Primary Care Coding Alert

Reader Question:

Understand The Appropriate Use of Modifiers For Multiple Units of 20610

Question: One of our physicians administered Kenalog into right knee, left knee & right shoulder. We claimed 20610 x3. Medicare paid for two of the three 20610’s. I received information from Medicare that their system does not recognize 20610 by site and will only pay for one 20610. How do I bill 20610 for three different sites if three sites are being injected?

New Jersey Subscriber

Answer: When your clinician performs arthrocentesis and performs an aspiration or injection into a major joint, you report it with 20610 (Arthrocentesis, aspiration and/or injection; major joint or bursa [e.g., shoulder, hip, knee joint, subacromial bursa]). If any ultrasonic guidance is used to place the needle, you will have to report it separately using 76942 (Ultrasonic guidance for needle placement [e.g., biopsy, aspiration, injection, localization device], imaging supervision and interpretation).

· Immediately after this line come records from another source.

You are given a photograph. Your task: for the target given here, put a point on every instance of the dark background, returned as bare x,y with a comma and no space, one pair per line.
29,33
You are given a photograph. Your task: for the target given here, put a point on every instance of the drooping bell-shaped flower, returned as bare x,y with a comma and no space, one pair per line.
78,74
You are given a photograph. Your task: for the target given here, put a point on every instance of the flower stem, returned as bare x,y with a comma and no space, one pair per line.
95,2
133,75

You will report one unit of 20610 for one site at which your FP has performed the arthrocentesis. But, in your case, since your clinician has performed the procedure in three different sites, you are correct in reporting the procedure with 20610x3.

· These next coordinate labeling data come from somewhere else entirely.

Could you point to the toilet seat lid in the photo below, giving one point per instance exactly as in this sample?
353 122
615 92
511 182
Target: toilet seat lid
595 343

However, you will have to report the three units of 20610 with appropriate modifiers to enable payment for all the three sites. So, you will have to use the modifier LT (Left side [used to identify procedures performed on the left side of the body]) and the modifier RT (Right side [used to identify procedures performed on the right side of the body]) to identify that your clinician performed the procedure on the left knee and the right knee.

Since he also performed the procedure on the right shoulder, you will report this unit of 20610 with the modifier 59 (Distinct procedural service) along with the modifier RT. This will inform the payer that your clinician also performed the procedure on a separate joint on the right side. In case you do not use the modifier 59, it will be considered as duplicate by the system/software. This is probably the reason why only two of the three units that you claimed got paid out.

Finally, don’t forget to report the appropriate code for the Kenalog itself. For Kenalog, the HCPCS Table of Drugs refers to triamcinolone acetonide, and for that drug, the table, in turn, refers to two codes. One is J3300 (Injection, triamcinolone acetonide, preservative free, 1 mg), and the other is J3301 (Injection, triamcinolone acetonide, not otherwise specified, 10 mg). Since the descriptor in each case specifies the number of milligrams, you might need to bill multiple units if the physician administers more than the number listed in the code descriptor. For example, you’ll report J3301 with three units of the code if your FP administers 30 mg of Kenalog that is not preservative free.